Keep your mouth shut

Washington superlawyer Bob Bennett knows a thing or two about ethics. He’s conducted investigations for the Senate ethics committee on several occasions, including the famous Keating Five scandal that ensnared John McCain.

But speaking at the Q&A Café at Nathans of Georgetown on Wednesday, he confessed that he doesn’t have much regard for the process at this point. “I think both sides … really don’t have an interest in enforcing the ethics laws,” he told host Carol Joynt. “It’s really a joke,” he added, blaming the situation on “collegiality.”

He didn’t have much legal advice for the crowd, except to shut up. What gets people into trouble, he said, is “always [that] you said something you shouldn’t have said,” pointing to Martha Stewart, Scooter Libby and Caspar Weinberger.

In fact, he said, he has a brown trout on his wall with a plaque below that reads, “If I kept my mouth shut, I wouldn’t be on this wall.”

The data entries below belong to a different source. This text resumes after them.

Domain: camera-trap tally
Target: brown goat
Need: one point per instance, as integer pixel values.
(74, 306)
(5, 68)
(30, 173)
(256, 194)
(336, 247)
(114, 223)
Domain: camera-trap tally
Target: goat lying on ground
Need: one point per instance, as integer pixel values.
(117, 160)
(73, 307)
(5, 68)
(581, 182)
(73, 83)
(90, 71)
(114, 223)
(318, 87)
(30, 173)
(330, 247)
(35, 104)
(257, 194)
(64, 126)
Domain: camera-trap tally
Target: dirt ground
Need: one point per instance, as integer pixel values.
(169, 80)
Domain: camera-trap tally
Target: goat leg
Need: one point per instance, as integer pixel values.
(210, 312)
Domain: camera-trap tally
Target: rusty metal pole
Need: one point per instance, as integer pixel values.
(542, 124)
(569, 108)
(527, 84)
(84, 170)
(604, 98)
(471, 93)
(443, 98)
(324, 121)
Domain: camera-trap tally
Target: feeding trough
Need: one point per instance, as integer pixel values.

And he made clear that you can’t take the New Yorker out of the man. During the impeachment saga, he said, President Clinton asked to see him late at night. So Bennett drove to the White House, entered via a special gate, parked close to the door and locked his car. The steward who met him, said Bennett, immediately asked him if he was from New York. Because they were both “big, beefy Irishman,” Bennett thought they might have gone to school together.

But the steward quickly disabused him of that notion. “The only people who park their car here and lock it are from New York,” he said.